A recent update to Amazon Aurora merges transactional and analytical database models to rev up results for some AWS users.
The Amazon Aurora Parallel Query feature, which was in preview since February and is now available, could double querying speeds for the relational database service. Aurora was previously limited to transactional queries, but this feature enables functionality that's typical of analytical databases for large numbers of transactions and complicated analytics.
"[Aurora is] starting to expand the envelope on the types of problems it can tackle," said Henry Cook, an analyst at Gartner.
In the analytical database model, parallelism breaks a query into many pieces and spreads them over many processors, which produces as much as 100-times faster querying speeds. Transactional systems typically have a one-to-one relationship between queries and processors, so parallel questions only increase the amount of requests to process at any given time, not the speed to resolve them.
Transactional databases, such as Aurora, are designed for simple queries that quickly summarize the results. Parallel processing is typically reserved for data warehouse platforms based on analytical databases, such as AWS' own Redshift data warehousing service and those from Teradata, Microsoft and Oracle.
Historically, databases have served very specialized purposes, but this Aurora feature is the latest example of vendors' attempts to marry different approaches under a single, distributed system. MemSQL, Oracle and Microsoft offer this same sort of dual functionality, but under the covers, they're actually separate engines that merge the results for the user, Cook said.
The Amazon Aurora Parallel Query feature is designed to tap into the processing power of AWS that spreads users' data across storage nodes that span availability zones. AWS plans to extend those scale-out concepts to other layers of the database stack, but don't expect enterprise Redshift users to ditch that service anytime soon, Cook said. They'd still want to use a data warehouse to run billions of queries, but Parallel Query could eliminate the need for new users to deploy both services -- particularly if they expect moderate to heavy queries on thousands or millions of rows of data.
The number of parallel queries users can run depends on the type of instance they use, with a maximum of 16 concurrent parallel queries available through the R4 Memory-Optimized 16xlarge instances. There are no additional fees for this feature, though its access to storage nodes may increase I/O costs. Aurora has an optimizer tool that automatically determines whether to run a parallel query, based on table size and memory, though users can override that tool.

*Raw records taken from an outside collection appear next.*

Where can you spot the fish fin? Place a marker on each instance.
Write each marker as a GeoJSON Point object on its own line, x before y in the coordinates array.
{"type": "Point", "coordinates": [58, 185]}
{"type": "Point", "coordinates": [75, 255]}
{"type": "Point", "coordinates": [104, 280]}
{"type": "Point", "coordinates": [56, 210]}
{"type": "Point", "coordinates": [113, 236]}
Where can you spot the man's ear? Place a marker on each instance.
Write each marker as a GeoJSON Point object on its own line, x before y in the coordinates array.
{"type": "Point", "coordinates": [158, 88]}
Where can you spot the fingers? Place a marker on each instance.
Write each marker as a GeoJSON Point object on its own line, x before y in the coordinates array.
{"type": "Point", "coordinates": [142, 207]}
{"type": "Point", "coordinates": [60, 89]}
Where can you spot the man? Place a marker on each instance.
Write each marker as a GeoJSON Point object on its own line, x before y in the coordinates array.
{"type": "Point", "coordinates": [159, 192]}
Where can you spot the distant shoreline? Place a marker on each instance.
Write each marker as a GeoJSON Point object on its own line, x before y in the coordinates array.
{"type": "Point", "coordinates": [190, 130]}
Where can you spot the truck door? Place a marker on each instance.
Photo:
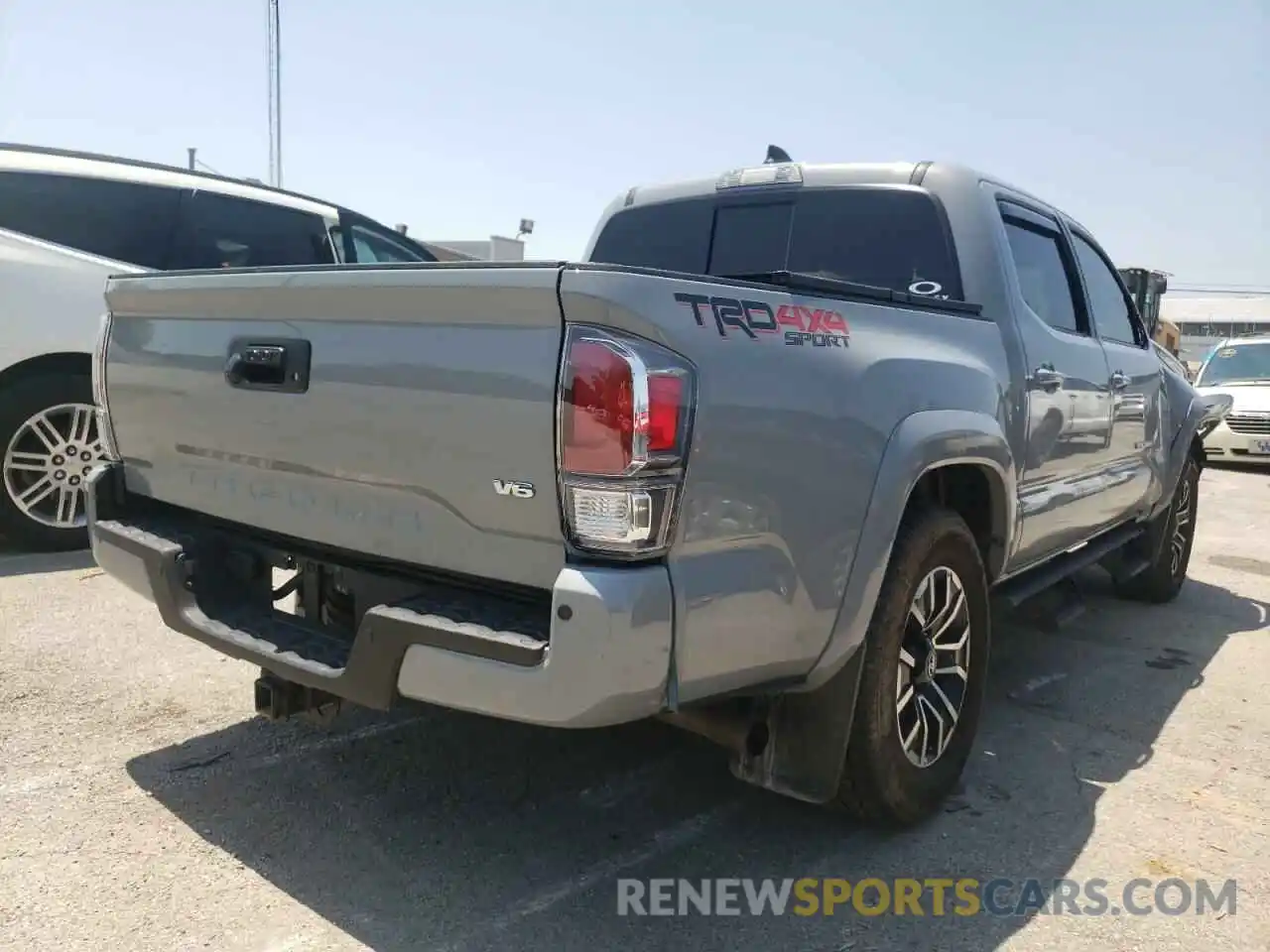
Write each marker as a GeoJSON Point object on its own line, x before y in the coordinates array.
{"type": "Point", "coordinates": [1137, 444]}
{"type": "Point", "coordinates": [1067, 400]}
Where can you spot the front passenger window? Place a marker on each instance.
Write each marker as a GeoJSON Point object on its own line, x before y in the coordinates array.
{"type": "Point", "coordinates": [1107, 302]}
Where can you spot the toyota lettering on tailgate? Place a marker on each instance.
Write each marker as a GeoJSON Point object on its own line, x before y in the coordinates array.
{"type": "Point", "coordinates": [801, 326]}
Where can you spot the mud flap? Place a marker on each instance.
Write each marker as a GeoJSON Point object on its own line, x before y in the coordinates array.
{"type": "Point", "coordinates": [808, 737]}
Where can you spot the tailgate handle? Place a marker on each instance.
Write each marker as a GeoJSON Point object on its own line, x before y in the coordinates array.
{"type": "Point", "coordinates": [277, 365]}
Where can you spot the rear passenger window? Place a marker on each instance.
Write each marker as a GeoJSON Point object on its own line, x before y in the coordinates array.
{"type": "Point", "coordinates": [221, 231]}
{"type": "Point", "coordinates": [1043, 277]}
{"type": "Point", "coordinates": [123, 221]}
{"type": "Point", "coordinates": [672, 236]}
{"type": "Point", "coordinates": [889, 238]}
{"type": "Point", "coordinates": [1107, 302]}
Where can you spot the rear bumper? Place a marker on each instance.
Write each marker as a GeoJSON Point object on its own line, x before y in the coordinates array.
{"type": "Point", "coordinates": [1224, 443]}
{"type": "Point", "coordinates": [601, 657]}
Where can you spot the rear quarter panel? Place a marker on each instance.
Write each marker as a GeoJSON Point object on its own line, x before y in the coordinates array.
{"type": "Point", "coordinates": [51, 298]}
{"type": "Point", "coordinates": [788, 447]}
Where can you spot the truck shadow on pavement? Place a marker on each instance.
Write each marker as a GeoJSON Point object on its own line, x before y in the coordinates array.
{"type": "Point", "coordinates": [432, 829]}
{"type": "Point", "coordinates": [14, 561]}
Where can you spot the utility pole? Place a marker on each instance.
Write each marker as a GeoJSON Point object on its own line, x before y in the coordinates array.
{"type": "Point", "coordinates": [275, 54]}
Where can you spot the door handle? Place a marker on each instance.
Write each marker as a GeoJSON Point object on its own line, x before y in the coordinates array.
{"type": "Point", "coordinates": [1047, 379]}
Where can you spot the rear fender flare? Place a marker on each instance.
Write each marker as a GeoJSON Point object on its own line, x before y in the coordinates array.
{"type": "Point", "coordinates": [922, 442]}
{"type": "Point", "coordinates": [1182, 447]}
{"type": "Point", "coordinates": [810, 728]}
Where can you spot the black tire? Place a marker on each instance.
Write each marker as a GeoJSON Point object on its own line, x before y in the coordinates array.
{"type": "Point", "coordinates": [879, 780]}
{"type": "Point", "coordinates": [1165, 576]}
{"type": "Point", "coordinates": [19, 403]}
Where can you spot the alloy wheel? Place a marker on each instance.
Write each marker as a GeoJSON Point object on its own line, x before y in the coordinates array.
{"type": "Point", "coordinates": [933, 675]}
{"type": "Point", "coordinates": [1182, 526]}
{"type": "Point", "coordinates": [48, 462]}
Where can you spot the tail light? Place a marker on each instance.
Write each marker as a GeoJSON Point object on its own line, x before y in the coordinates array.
{"type": "Point", "coordinates": [104, 431]}
{"type": "Point", "coordinates": [625, 421]}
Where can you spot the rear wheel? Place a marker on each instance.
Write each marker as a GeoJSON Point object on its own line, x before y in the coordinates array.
{"type": "Point", "coordinates": [925, 665]}
{"type": "Point", "coordinates": [49, 443]}
{"type": "Point", "coordinates": [1169, 544]}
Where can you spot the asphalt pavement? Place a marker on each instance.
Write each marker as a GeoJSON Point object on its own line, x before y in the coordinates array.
{"type": "Point", "coordinates": [143, 807]}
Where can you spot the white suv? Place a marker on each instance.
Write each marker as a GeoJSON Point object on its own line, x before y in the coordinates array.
{"type": "Point", "coordinates": [1241, 368]}
{"type": "Point", "coordinates": [67, 220]}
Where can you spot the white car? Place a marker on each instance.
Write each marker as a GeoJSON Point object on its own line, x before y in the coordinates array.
{"type": "Point", "coordinates": [1239, 367]}
{"type": "Point", "coordinates": [67, 220]}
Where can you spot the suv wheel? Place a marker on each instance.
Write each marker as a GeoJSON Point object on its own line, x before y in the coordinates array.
{"type": "Point", "coordinates": [925, 666]}
{"type": "Point", "coordinates": [49, 443]}
{"type": "Point", "coordinates": [1169, 542]}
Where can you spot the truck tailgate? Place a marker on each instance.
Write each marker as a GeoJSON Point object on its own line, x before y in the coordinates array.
{"type": "Point", "coordinates": [430, 390]}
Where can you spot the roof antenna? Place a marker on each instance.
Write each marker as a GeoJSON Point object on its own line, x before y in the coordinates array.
{"type": "Point", "coordinates": [775, 154]}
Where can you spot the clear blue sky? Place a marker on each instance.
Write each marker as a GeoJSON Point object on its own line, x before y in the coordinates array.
{"type": "Point", "coordinates": [1147, 119]}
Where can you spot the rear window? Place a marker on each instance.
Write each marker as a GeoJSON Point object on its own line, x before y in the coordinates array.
{"type": "Point", "coordinates": [889, 238]}
{"type": "Point", "coordinates": [123, 221]}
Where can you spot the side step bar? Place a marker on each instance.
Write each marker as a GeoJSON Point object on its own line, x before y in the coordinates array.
{"type": "Point", "coordinates": [1016, 590]}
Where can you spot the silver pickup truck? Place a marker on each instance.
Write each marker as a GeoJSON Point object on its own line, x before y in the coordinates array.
{"type": "Point", "coordinates": [758, 466]}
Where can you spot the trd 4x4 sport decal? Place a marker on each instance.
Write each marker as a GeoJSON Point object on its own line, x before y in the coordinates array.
{"type": "Point", "coordinates": [802, 326]}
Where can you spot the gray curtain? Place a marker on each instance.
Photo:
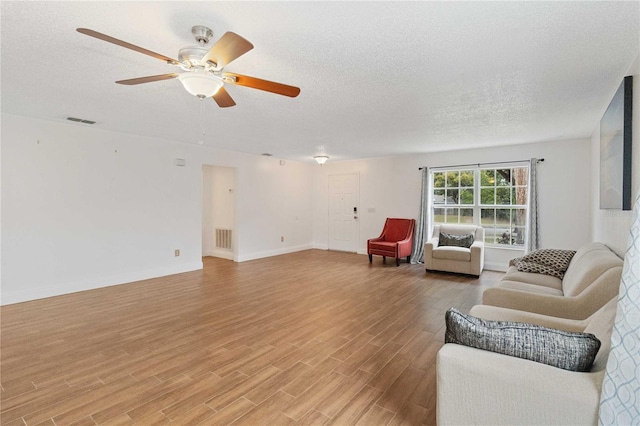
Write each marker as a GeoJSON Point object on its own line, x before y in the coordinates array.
{"type": "Point", "coordinates": [620, 398]}
{"type": "Point", "coordinates": [533, 242]}
{"type": "Point", "coordinates": [422, 225]}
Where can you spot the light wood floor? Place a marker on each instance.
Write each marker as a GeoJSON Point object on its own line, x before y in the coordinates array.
{"type": "Point", "coordinates": [314, 337]}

Feature, functionality tradeoff
Jon HymanCTO, Braze
Braze, a global consumer engagement company based in New York, began to use Aurora this year with some of its email marketing tools because of its fast write performance, and it now wants to extend that use for internal workloads. The feature is too new to understand how it will work in some of those cases, but parallel queries could speed up processes if they hook up Aurora with Looker, a tool the company uses for business intelligence, said Jon Hyman, Braze's CTO.
Still, Braze uses the PostgreSQL flavor of Aurora, so it'll have to wait for that to be supported. And while the company could benefit from the Parallel Query feature, this latest update also raises concerns for Hyman.
"I've seen a number of databases continue to tack on new functionality while not focusing on the core behavior or even the behavior of the ecosystem around the database," he said.
This problem isn't unique to Aurora or AWS, but Amazon could have spent more time on the management aspect of the service, Hyman said. For example, Braze deployed its own PgBouncer load balancers to pool connections because they eat up a lot of RAM, but AWS should handle that type of issue, he said.
"The new features are nice. But, at our scale, we care a lot [more] about stability and availability," Hyman said.